How to make a safety plan
This article discusses suicide. If you feel like you’re going to act on suicidal thoughts, call 000 if you live in Australia. A number of crisis support services are also there for you – have a look at our urgent help page.
If you’re struggling with suicidal thoughts, it's important to have a plan for those times when you might feel alone or like there's no way out. By making a safety plan and having it ready, you can take care of yourself when things get tough. Don’t hesitate to call the people who are trained to help if it ever feels like you're really in crisis.
This can help if:
you’ve been having thoughts of suicide
you feel overwhelmed by suicidal thoughts
you’re feeling really down.
Why do I need a safety plan?
Sometimes when you’re feeling really low, it can seem like there’s nothing you can do to make yourself feel better. It can also feel incredibly overwhelming, and it may be difficult to think straight or to ignore suicidal thoughts.
By having a safety plan, you’re making sure that when you do feel really low or that you want your life to end, there are strategies you can use to keep yourself safe.
Think of your safety plan as your ‘mental health first-aid kit’; it includes many different things that will help you through a crisis. Having a safety plan can help you feel more in control when everything feels out of control.
How do I make a safety plan?
The best kind of safety plan is one that can help give you some perspective when you’re feeling low and considering suicide. beyondblue has developed a step-by-step guide to creating a safety plan. There’s even an option to download an app to help.
There are lots of factors to consider when writing a safety plan, and certain questions you should ask yourself. These are:
When should I use this plan?
Write down triggers for thoughts of suicide, including situations, thoughts or feelings. If you know there are certain triggers or warning signs that you can recognise, when you’re more likely to experience suicidal thoughts, you can prepare to use your safety plan at these times.
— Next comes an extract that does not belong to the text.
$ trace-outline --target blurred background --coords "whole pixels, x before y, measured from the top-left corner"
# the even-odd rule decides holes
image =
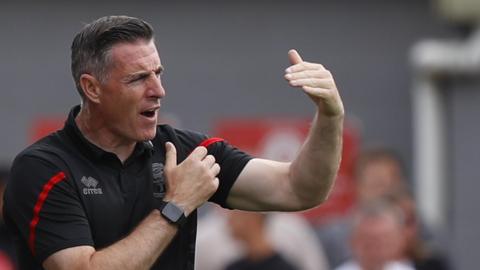
[[[288,159],[314,114],[310,100],[283,79],[287,51],[296,48],[304,60],[332,71],[346,108],[343,178],[330,210],[295,215],[320,246],[323,262],[316,269],[358,259],[353,250],[336,258],[341,251],[335,253],[330,244],[355,246],[352,235],[364,220],[354,214],[363,213],[359,185],[365,182],[359,180],[358,163],[383,150],[400,160],[399,189],[414,200],[423,228],[418,238],[428,253],[448,261],[449,269],[477,269],[478,0],[2,2],[0,162],[5,171],[19,151],[57,127],[79,103],[70,75],[75,33],[98,17],[120,14],[143,18],[155,28],[166,68],[162,117],[181,128],[222,135],[259,156]],[[345,221],[349,217],[352,222]],[[224,215],[222,224],[230,224],[228,219]],[[345,224],[350,225],[337,239]],[[202,264],[201,256],[216,256],[202,249],[202,228],[197,268],[216,269]],[[414,261],[407,253],[402,260]],[[227,262],[220,261],[214,263],[224,268]]]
Examples: ‘When I’m having thoughts of suicide, I stop answering calls from my friends.’ ‘Suicidal thoughts are triggered when I’m reminded of abuse I’ve experienced.’
What can I do to comfort myself if I’m feeling suicidal?
Create a list of things you can do that are soothing and will make you feel safe and protected when you’re upset.
Example: listening to music, going for a walk, playing guitar, baking a cake, having a warm shower.
What are my reasons for living?
Create a list of your reasons for living. These reasons are different for everyone and may only make sense to you, but that’s okay. The importance of writing this list is so that you can remember why it’s worth staying alive.
Example: my partner, my best friend, my family, my pet, my faith.
Who can I talk to?
Compile a list of contacts who will help you if you’re feeling down and need someone to talk to. It’s even worth asking people if you can add them to your list of people to call if you’re feeling like you can’t cope and having thoughts of suicide.
Include names, phone numbers and other relevant contact information. Make the list as long as you like, so that if your first contact isn’t available, you have others to call instead.
Example: a parent, a friend, your partner, your pastor/priest/minister, a trusted teacher.
Who can I contact for professional help?
It’s also worthwhile to create a list of professional people who can help you with professional advice if you need it. This can include support service helplines and mental health professionals that you know. Include names, phone numbers, website addresses and email addresses if possible.
See our fact sheet 'Where to get professional help' for some more info on professionals.
How can I make my environment safe?
Plan some steps you can take to make your environment safe. This may mean securing items that you might use to hurt yourself, or removing yourself from a room or place where you feel you’re not safe, for whatever reason. It might also mean asking someone else to help you stay safe.
Examples: ‘When I feel like hurting myself, I’ll go to a place where there are people around, like a café, supermarket, library or shopping centre.’ ‘If I’m feeling suicidal, I’ll ask my best friend to hide any thing I could use to hurt myself.’